Tuesday, January 31, 2017

I WONDER IF THE MEDICAL SCIENTISTS WHO HAVE MADE US ALL LIVE SO MUCH LONGER SOMETIMES FIND IT HARD TO SLEEP AT NIGHT?

Many moons ago I met a guy in a bar in Kenya. We were the only two white faces in the place. And it wasn't much of a place. I was drunk but he was drunker. He was one of those guys who would always be drunker. And of course he told his story.

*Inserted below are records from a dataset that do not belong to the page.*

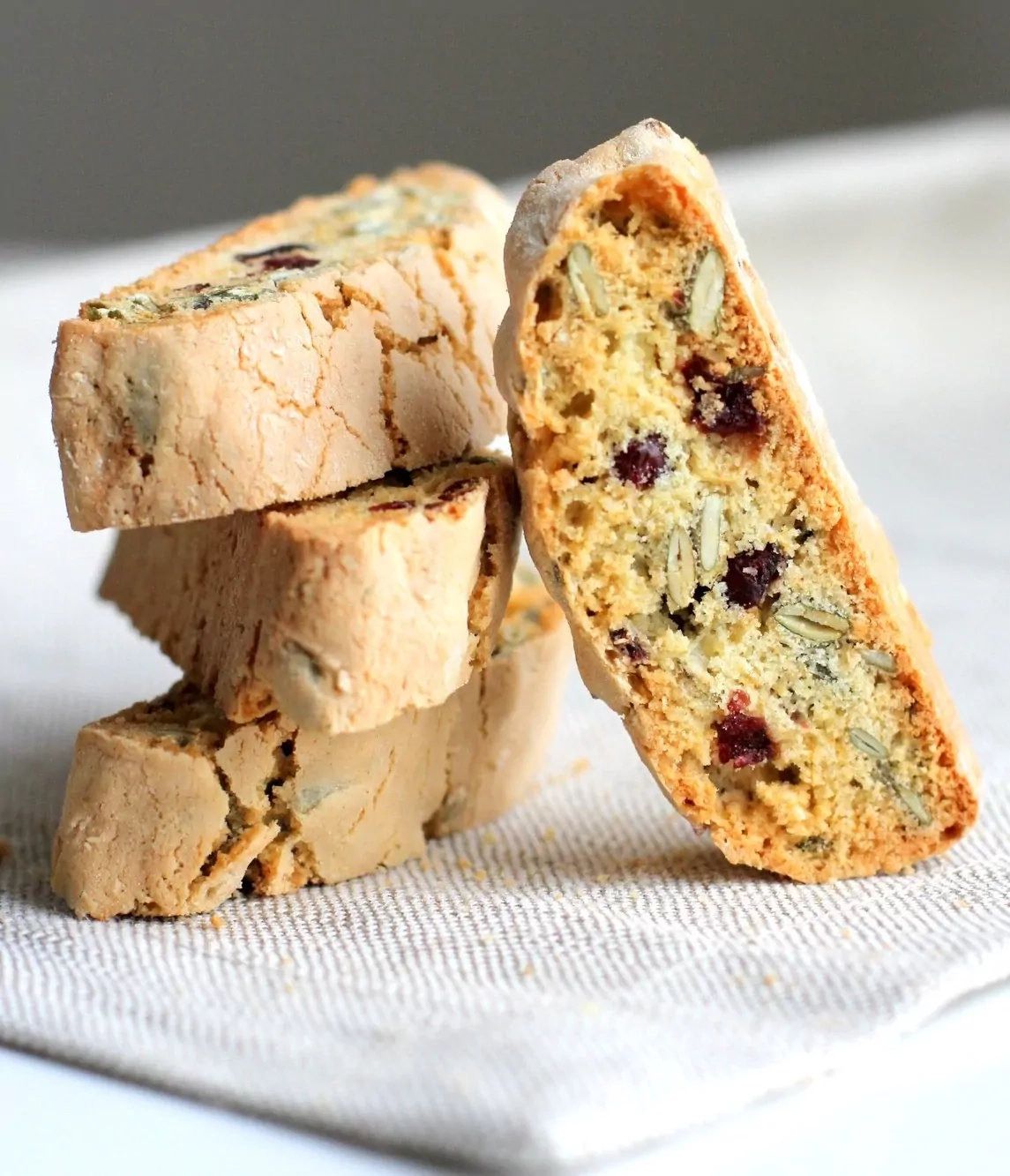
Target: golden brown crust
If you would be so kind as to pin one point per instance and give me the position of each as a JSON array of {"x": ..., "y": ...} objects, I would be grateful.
[
  {"x": 680, "y": 183},
  {"x": 340, "y": 613},
  {"x": 378, "y": 357},
  {"x": 170, "y": 808}
]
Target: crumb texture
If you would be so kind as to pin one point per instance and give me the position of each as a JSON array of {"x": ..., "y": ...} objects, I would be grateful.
[
  {"x": 341, "y": 613},
  {"x": 728, "y": 592},
  {"x": 170, "y": 808},
  {"x": 313, "y": 350}
]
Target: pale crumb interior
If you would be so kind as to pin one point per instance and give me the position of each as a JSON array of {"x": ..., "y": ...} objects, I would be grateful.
[{"x": 617, "y": 329}]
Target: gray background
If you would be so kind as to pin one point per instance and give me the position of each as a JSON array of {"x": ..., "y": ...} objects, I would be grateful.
[{"x": 121, "y": 117}]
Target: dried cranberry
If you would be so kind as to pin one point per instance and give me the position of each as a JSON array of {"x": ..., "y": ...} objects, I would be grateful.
[
  {"x": 394, "y": 505},
  {"x": 744, "y": 740},
  {"x": 629, "y": 646},
  {"x": 723, "y": 405},
  {"x": 642, "y": 461},
  {"x": 289, "y": 261},
  {"x": 749, "y": 574},
  {"x": 287, "y": 247}
]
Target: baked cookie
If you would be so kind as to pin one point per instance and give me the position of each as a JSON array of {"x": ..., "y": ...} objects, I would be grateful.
[
  {"x": 728, "y": 592},
  {"x": 341, "y": 613},
  {"x": 311, "y": 350},
  {"x": 170, "y": 808}
]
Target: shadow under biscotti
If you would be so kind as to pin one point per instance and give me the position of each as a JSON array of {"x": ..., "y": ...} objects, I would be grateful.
[{"x": 33, "y": 775}]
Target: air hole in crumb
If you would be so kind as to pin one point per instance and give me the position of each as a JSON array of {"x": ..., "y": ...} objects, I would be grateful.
[
  {"x": 578, "y": 513},
  {"x": 617, "y": 213},
  {"x": 581, "y": 405},
  {"x": 550, "y": 303}
]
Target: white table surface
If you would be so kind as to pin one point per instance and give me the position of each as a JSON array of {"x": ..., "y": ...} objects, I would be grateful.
[{"x": 932, "y": 1102}]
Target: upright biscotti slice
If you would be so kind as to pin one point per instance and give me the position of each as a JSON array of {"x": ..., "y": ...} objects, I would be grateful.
[
  {"x": 728, "y": 592},
  {"x": 170, "y": 808},
  {"x": 311, "y": 350},
  {"x": 340, "y": 613}
]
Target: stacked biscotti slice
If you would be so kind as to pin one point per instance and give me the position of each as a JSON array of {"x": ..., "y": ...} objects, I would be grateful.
[
  {"x": 287, "y": 430},
  {"x": 728, "y": 592}
]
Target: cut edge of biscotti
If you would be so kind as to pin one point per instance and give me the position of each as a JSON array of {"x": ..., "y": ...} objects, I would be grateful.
[
  {"x": 170, "y": 809},
  {"x": 728, "y": 592},
  {"x": 340, "y": 613},
  {"x": 311, "y": 350}
]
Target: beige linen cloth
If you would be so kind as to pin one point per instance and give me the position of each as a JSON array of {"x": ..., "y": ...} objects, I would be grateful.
[{"x": 588, "y": 975}]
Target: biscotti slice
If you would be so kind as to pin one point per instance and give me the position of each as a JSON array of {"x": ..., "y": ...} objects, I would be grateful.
[
  {"x": 340, "y": 613},
  {"x": 169, "y": 808},
  {"x": 728, "y": 592},
  {"x": 311, "y": 350}
]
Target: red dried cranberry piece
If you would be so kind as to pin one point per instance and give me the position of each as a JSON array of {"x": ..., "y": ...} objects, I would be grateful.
[
  {"x": 744, "y": 740},
  {"x": 627, "y": 643},
  {"x": 287, "y": 247},
  {"x": 394, "y": 505},
  {"x": 642, "y": 461},
  {"x": 731, "y": 398},
  {"x": 289, "y": 261},
  {"x": 749, "y": 574}
]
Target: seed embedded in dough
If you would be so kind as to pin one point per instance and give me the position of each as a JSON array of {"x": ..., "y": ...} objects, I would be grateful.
[
  {"x": 867, "y": 744},
  {"x": 707, "y": 294},
  {"x": 586, "y": 282},
  {"x": 681, "y": 579},
  {"x": 710, "y": 530},
  {"x": 816, "y": 625}
]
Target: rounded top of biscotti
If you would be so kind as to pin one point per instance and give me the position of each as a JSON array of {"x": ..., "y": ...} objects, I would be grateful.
[
  {"x": 370, "y": 218},
  {"x": 550, "y": 195}
]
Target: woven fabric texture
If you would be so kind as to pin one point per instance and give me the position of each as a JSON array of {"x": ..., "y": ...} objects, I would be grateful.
[{"x": 588, "y": 975}]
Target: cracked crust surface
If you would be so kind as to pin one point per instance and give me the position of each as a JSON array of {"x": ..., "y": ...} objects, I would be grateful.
[
  {"x": 311, "y": 350},
  {"x": 341, "y": 613},
  {"x": 728, "y": 592},
  {"x": 170, "y": 808}
]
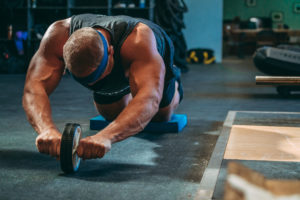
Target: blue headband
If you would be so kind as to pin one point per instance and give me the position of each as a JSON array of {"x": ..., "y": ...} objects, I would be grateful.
[{"x": 100, "y": 69}]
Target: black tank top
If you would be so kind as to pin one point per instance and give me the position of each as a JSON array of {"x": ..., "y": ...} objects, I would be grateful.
[{"x": 119, "y": 28}]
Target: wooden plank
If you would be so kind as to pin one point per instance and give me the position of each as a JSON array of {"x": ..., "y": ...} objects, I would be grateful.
[
  {"x": 277, "y": 80},
  {"x": 267, "y": 143}
]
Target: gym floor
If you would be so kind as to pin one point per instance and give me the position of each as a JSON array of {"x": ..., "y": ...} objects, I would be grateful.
[{"x": 146, "y": 166}]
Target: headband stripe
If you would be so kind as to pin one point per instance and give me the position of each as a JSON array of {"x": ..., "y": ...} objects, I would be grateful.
[{"x": 100, "y": 69}]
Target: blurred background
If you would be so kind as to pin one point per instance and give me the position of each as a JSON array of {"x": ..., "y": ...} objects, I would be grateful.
[{"x": 217, "y": 29}]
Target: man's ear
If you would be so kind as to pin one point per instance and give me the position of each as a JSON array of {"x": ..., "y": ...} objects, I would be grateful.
[{"x": 111, "y": 50}]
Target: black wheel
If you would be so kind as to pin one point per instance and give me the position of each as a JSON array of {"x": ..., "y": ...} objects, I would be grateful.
[
  {"x": 284, "y": 91},
  {"x": 69, "y": 160}
]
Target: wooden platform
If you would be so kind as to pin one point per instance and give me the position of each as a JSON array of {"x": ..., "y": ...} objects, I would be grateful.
[{"x": 268, "y": 142}]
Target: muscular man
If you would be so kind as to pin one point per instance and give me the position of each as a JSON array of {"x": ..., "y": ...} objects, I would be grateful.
[{"x": 126, "y": 62}]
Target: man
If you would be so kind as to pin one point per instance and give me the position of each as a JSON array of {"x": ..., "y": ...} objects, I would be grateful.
[{"x": 127, "y": 62}]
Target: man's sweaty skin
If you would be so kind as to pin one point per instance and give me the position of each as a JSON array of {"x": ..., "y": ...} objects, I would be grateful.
[{"x": 142, "y": 65}]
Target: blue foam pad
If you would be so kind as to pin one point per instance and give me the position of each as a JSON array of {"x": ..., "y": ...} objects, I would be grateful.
[{"x": 175, "y": 125}]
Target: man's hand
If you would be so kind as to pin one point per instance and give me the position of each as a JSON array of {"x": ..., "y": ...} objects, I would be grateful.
[
  {"x": 93, "y": 147},
  {"x": 48, "y": 142}
]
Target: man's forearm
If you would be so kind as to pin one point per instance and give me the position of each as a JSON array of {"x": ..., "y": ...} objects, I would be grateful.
[
  {"x": 132, "y": 119},
  {"x": 38, "y": 111}
]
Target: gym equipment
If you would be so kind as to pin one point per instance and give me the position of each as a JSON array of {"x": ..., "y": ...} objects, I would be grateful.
[
  {"x": 175, "y": 125},
  {"x": 284, "y": 84},
  {"x": 283, "y": 60},
  {"x": 69, "y": 160}
]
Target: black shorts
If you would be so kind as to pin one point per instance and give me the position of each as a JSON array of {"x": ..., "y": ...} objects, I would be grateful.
[{"x": 168, "y": 92}]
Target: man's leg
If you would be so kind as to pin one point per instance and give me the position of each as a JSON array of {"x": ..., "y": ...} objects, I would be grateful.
[
  {"x": 165, "y": 113},
  {"x": 111, "y": 111}
]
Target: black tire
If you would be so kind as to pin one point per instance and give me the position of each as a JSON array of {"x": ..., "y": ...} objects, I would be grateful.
[{"x": 69, "y": 161}]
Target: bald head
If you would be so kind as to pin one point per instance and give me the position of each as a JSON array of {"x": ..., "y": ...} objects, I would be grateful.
[{"x": 83, "y": 51}]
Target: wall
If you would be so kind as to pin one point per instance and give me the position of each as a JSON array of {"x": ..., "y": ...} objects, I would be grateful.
[
  {"x": 263, "y": 8},
  {"x": 204, "y": 25}
]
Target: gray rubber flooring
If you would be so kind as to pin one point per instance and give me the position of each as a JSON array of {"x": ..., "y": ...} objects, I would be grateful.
[{"x": 146, "y": 166}]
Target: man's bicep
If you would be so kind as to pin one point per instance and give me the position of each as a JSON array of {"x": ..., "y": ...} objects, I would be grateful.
[
  {"x": 147, "y": 75},
  {"x": 44, "y": 71}
]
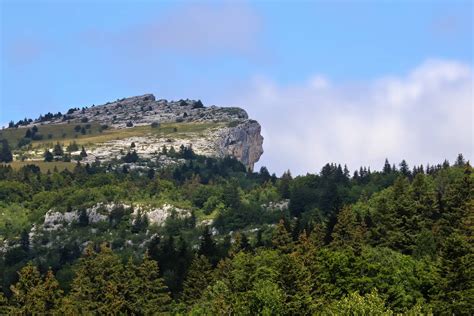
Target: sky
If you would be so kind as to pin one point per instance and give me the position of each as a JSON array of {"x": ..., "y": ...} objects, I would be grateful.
[{"x": 349, "y": 82}]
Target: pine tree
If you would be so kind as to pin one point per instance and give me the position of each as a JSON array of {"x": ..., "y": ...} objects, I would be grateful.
[
  {"x": 404, "y": 169},
  {"x": 48, "y": 156},
  {"x": 145, "y": 291},
  {"x": 24, "y": 298},
  {"x": 347, "y": 231},
  {"x": 99, "y": 285},
  {"x": 386, "y": 167},
  {"x": 83, "y": 153},
  {"x": 282, "y": 239},
  {"x": 208, "y": 246},
  {"x": 5, "y": 153},
  {"x": 284, "y": 185},
  {"x": 58, "y": 150},
  {"x": 28, "y": 134},
  {"x": 32, "y": 295},
  {"x": 198, "y": 278}
]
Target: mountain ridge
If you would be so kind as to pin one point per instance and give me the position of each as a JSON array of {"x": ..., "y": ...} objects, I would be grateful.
[{"x": 150, "y": 124}]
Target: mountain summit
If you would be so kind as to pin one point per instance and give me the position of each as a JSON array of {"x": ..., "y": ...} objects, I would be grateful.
[{"x": 145, "y": 125}]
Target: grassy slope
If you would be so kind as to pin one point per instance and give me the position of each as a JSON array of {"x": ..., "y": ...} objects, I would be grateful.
[
  {"x": 65, "y": 134},
  {"x": 44, "y": 166}
]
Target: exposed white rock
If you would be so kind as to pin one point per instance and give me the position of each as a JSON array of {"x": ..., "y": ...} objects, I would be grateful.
[
  {"x": 159, "y": 215},
  {"x": 277, "y": 206},
  {"x": 234, "y": 134}
]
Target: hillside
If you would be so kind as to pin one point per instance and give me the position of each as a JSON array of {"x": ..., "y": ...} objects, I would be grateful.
[
  {"x": 107, "y": 131},
  {"x": 207, "y": 236}
]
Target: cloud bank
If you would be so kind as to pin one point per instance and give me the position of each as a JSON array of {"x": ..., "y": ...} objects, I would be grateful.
[{"x": 423, "y": 117}]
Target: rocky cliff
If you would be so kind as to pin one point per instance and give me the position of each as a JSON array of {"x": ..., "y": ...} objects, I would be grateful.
[{"x": 211, "y": 131}]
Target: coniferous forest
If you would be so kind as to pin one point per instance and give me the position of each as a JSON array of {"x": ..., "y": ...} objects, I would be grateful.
[{"x": 335, "y": 242}]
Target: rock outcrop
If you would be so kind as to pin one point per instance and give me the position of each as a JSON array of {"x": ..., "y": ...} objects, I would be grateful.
[{"x": 228, "y": 132}]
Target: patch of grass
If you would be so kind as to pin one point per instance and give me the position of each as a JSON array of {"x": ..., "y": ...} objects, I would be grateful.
[
  {"x": 65, "y": 133},
  {"x": 51, "y": 133},
  {"x": 44, "y": 166}
]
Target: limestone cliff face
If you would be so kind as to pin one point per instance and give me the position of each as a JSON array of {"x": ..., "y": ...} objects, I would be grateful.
[
  {"x": 243, "y": 142},
  {"x": 228, "y": 130}
]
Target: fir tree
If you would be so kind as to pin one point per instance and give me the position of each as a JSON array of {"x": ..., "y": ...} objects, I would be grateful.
[
  {"x": 198, "y": 278},
  {"x": 48, "y": 156},
  {"x": 282, "y": 239},
  {"x": 5, "y": 153}
]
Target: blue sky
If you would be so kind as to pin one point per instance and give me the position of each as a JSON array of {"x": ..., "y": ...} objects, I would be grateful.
[{"x": 59, "y": 54}]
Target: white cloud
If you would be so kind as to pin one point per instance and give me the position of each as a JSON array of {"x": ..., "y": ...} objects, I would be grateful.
[{"x": 423, "y": 117}]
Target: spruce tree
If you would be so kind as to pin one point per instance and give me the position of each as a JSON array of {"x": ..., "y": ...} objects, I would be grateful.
[
  {"x": 5, "y": 153},
  {"x": 198, "y": 278},
  {"x": 145, "y": 291},
  {"x": 48, "y": 156},
  {"x": 282, "y": 239}
]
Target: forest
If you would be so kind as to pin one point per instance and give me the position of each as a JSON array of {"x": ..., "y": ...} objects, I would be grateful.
[{"x": 334, "y": 242}]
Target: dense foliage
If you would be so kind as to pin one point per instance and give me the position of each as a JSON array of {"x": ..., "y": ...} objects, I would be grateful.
[{"x": 395, "y": 241}]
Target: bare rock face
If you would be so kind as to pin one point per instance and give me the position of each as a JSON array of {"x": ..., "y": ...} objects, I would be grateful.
[{"x": 231, "y": 132}]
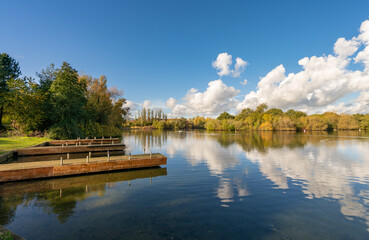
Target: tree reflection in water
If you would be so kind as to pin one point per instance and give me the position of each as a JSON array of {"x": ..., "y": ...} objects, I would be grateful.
[{"x": 59, "y": 196}]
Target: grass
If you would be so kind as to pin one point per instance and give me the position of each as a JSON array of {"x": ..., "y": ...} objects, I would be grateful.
[{"x": 10, "y": 143}]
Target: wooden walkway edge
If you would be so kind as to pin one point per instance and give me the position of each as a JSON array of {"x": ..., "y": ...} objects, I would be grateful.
[{"x": 46, "y": 169}]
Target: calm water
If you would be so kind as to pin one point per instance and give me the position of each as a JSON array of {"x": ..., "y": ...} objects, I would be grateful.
[{"x": 215, "y": 186}]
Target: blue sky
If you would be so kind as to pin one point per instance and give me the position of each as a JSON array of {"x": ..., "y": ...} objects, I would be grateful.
[{"x": 156, "y": 50}]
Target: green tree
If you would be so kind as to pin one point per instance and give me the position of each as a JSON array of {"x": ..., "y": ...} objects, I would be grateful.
[
  {"x": 9, "y": 69},
  {"x": 46, "y": 77},
  {"x": 68, "y": 100},
  {"x": 225, "y": 115},
  {"x": 26, "y": 104}
]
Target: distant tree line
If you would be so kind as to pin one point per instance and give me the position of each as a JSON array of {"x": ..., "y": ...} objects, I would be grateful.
[
  {"x": 265, "y": 119},
  {"x": 62, "y": 103}
]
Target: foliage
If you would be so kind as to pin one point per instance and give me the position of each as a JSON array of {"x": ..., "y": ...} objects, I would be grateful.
[
  {"x": 62, "y": 103},
  {"x": 225, "y": 115},
  {"x": 9, "y": 69},
  {"x": 9, "y": 143},
  {"x": 25, "y": 104},
  {"x": 264, "y": 119},
  {"x": 68, "y": 100},
  {"x": 6, "y": 236}
]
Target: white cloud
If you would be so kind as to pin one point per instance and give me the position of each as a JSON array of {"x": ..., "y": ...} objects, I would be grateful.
[
  {"x": 322, "y": 82},
  {"x": 146, "y": 104},
  {"x": 239, "y": 67},
  {"x": 224, "y": 62},
  {"x": 132, "y": 106},
  {"x": 218, "y": 97},
  {"x": 244, "y": 82},
  {"x": 171, "y": 103}
]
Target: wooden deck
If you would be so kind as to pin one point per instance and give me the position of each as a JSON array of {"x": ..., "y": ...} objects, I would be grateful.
[
  {"x": 31, "y": 151},
  {"x": 83, "y": 141},
  {"x": 44, "y": 169},
  {"x": 24, "y": 187}
]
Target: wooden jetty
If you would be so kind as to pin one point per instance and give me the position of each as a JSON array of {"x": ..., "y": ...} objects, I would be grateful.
[
  {"x": 45, "y": 169},
  {"x": 47, "y": 150},
  {"x": 83, "y": 141},
  {"x": 43, "y": 185}
]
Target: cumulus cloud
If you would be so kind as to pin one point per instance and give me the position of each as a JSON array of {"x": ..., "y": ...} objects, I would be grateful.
[
  {"x": 223, "y": 65},
  {"x": 224, "y": 60},
  {"x": 132, "y": 106},
  {"x": 239, "y": 67},
  {"x": 146, "y": 104},
  {"x": 218, "y": 97},
  {"x": 171, "y": 103},
  {"x": 244, "y": 82},
  {"x": 322, "y": 82}
]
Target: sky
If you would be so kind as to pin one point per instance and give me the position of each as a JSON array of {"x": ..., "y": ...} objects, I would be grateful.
[{"x": 202, "y": 57}]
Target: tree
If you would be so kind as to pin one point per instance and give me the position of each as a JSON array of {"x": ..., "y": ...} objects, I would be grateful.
[
  {"x": 225, "y": 115},
  {"x": 68, "y": 100},
  {"x": 46, "y": 77},
  {"x": 26, "y": 101},
  {"x": 9, "y": 69}
]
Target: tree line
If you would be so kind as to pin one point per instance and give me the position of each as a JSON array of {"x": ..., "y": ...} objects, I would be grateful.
[
  {"x": 62, "y": 103},
  {"x": 263, "y": 119}
]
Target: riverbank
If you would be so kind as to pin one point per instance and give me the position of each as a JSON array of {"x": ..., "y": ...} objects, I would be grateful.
[{"x": 10, "y": 143}]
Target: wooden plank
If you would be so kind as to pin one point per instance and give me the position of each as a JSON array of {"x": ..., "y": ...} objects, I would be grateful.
[
  {"x": 24, "y": 187},
  {"x": 69, "y": 149},
  {"x": 83, "y": 141},
  {"x": 45, "y": 169}
]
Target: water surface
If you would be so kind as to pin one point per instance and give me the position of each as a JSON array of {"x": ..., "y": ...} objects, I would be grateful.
[{"x": 215, "y": 186}]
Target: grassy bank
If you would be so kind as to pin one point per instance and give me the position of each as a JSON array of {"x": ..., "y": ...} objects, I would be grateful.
[{"x": 10, "y": 143}]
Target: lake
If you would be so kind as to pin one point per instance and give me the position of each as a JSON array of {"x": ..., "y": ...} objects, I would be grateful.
[{"x": 217, "y": 185}]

He had journeyed to Africa as a young man. Like so many before him, he had been determined to make the Dark Continent a little lighter. His thing was malaria. As a high flying medical guy he wanted to get an up close and personal look at one of mankind's oldest enemies. His studies took him north to what was then Lake Rudolf where he found small communities who had been scraping the same living off the same baked land for centuries. A particularly nasty local strain of malaria maintained a horrific level of infant mortality.

50% of kids never made it to the age of five.

So my man set out his stall to change things. He ended up living on the banks of Lake Rudolf for twenty years and by the time he finally found the cure the British had been booted out and with it the name of the lake which was now Lake Turkana.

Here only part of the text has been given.